Dance of the Snow Dragon
- Author: Eileen Kernaghan
- Publisher: Thistledown Press
- Publication date: 1995
- Pages: 325
- ISBN: 978-1-8954-4941-9
- OCLC: 36621533

= Dance of the Snow Dragon =

1995 novel by Eileen Kernaghan

Dance of the Snow Dragon is a 1995 novel by the Canadian writer Eileen Kernaghan, published by Thistledown Press. Set in 18th-century Bhutan, the novel is a coming-of-age story following Sangay, a young yak herder, as he journeys to Shambhala.
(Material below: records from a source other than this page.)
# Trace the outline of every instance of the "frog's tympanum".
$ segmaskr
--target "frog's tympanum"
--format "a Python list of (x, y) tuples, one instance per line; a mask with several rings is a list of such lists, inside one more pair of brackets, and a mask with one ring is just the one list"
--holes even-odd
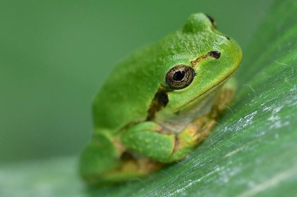
[(139, 178), (179, 161), (209, 135), (234, 94), (237, 43), (204, 14), (119, 63), (94, 100), (80, 160), (89, 184)]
== Development and reception ==

The novel incorporates elements of Tibetan Buddhism, which Kernaghan first discovered while editing interviews of the Dalai Lama and perusing related literature. A review in Books in Canada called the prose "lushly cinematic", noting elaborate descriptions of the setting, but found the plot and characters uninteresting. Mark Harris of the Vancouver Sun found the novel to be too safe, unable to "earn the disapproval of even the strictest of abbots". The writer and critic Denise Dumars, however, enjoyed the novel's "colorful" characters in a review for Cinescape. The Edmonton Journals Douglas Barbour also commended Kernaghan's writing style.